You are viewing a plain text version of this content. The canonical link for it is here.
Posted to user@spark.apache.org by Michael Mansour <Mi...@symantec.com> on 2018/01/22 17:25:41 UTC
Re: [EXT] How do I extract a value in foreachRDD operation
Toy,
I suggest your partition your data according to date, and use the forEachPartition function, using the partition as the bucket location.
This would require you to define a custom hash partitioner function, but that is not too difficult.
--
Michael Mansour
Data Scientist
Symantec
From: Toy <no...@gmail.com>
Date: Monday, January 22, 2018 at 8:19 AM
To: "user@spark.apache.org" <us...@spark.apache.org>
Subject: [EXT] How do I extract a value in foreachRDD operation
Hi,
We have a spark application to parse log files and save to S3 in ORC format. However, during the foreachRDD operation we need to extract a date field to be able to determine the bucket location; we partition it by date. Currently, we just hardcode it by current date, but we have a requirement to determine it for each record.
Here's the current code.
jsonRows.foreachRDD(r => {
val parsedFormat = new SimpleDateFormat("yyyy-MM-dd/")

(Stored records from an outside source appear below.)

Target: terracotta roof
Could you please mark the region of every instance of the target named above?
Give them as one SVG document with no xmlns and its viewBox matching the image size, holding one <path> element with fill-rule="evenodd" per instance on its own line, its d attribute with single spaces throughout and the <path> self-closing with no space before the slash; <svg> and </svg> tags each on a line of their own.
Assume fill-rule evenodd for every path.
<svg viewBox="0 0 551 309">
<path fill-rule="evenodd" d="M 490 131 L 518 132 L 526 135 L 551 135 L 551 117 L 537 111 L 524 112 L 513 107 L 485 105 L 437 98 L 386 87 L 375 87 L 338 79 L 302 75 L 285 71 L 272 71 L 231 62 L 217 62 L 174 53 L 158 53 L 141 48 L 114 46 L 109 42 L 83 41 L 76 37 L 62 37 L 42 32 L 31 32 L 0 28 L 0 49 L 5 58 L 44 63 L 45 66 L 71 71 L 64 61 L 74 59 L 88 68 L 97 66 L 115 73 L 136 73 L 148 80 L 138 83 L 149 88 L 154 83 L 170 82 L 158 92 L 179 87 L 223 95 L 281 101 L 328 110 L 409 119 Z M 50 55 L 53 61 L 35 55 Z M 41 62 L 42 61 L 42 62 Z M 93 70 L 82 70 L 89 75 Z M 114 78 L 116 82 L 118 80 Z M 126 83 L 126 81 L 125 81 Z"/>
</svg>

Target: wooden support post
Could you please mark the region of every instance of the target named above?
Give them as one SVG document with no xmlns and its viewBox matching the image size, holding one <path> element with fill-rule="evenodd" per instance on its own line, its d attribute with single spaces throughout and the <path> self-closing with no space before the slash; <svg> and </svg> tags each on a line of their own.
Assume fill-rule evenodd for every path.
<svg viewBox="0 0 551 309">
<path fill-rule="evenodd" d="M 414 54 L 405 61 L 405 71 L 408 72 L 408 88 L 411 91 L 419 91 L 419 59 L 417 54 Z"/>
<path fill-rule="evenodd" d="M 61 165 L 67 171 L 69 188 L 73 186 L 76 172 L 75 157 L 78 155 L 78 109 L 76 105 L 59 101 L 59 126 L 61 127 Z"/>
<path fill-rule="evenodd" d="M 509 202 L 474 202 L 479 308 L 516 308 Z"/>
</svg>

val parsedDate = parsedFormat.format(new java.util.Date())
val OutputPath = destinationBucket + "/parsed_logs/orc/dt=" + parsedDate
val jsonDf = sqlSession.read.schema(Schema.schema).json(r)
val writer = jsonDf.write.mode("append").format("orc").option("compression", "zlib")
if (environment.equals("local")) {
writer.save("/tmp/sparrow")
} else {
writer.save(OutputPath)
}
})
The column in jsonRow that we want is `_ts`.
Thanks.
Re: [EXT] How do I extract a value in foreachRDD operation
Posted by Toy <no...@gmail.com>.
Thanks Michael,
Can you give me an example? I'm new to Spark
On Mon, 22 Jan 2018 at 12:25 Michael Mansour <Mi...@symantec.com>
wrote:
> Toy,
>
>
>
> I suggest your partition your data according to date, and use the
> forEachPartition function, using the partition as the bucket location.
>
> This would require you to define a custom hash partitioner function, but
> that is not too difficult.
>
>
>
> --
>
> Michael Mansour
>
> Data Scientist
>
> Symantec
>
> *From: *Toy <no...@gmail.com>
> *Date: *Monday, January 22, 2018 at 8:19 AM
> *To: *"user@spark.apache.org" <us...@spark.apache.org>
> *Subject: *[EXT] How do I extract a value in foreachRDD operation
>
>
>
> Hi,
>
>
>
> We have a spark application to parse log files and save to S3 in ORC
> format. However, during the foreachRDD operation we need to extract a date
> field to be able to determine the bucket location; we partition it by date.
> Currently, we just hardcode it by current date, but we have a requirement
> to determine it for each record.
>
>
>
> Here's the current code.
>
>
>
> jsonRows.foreachRDD(r => {
>
> val parsedFormat = new SimpleDateFormat("yyyy-MM-dd/")
>
> val parsedDate = parsedFormat.format(new java.util.Date())
>
> val OutputPath = destinationBucket + "/parsed_logs/orc/dt=" +
> parsedDate
>
>
>
> val jsonDf = sqlSession.read.schema(Schema.schema).json(r)
>
>
>
> val writer =
> jsonDf.write.mode("append").format("orc").option("compression", "zlib")
>
>
>
> if (environment.equals("local")) {
>
> writer.save("/tmp/sparrow")
>
> } else {
>
> writer.save(OutputPath)
>
> }
>
> })
>
>
>
> The column in jsonRow that we want is `_ts`.
>
>
>
> Thanks.
>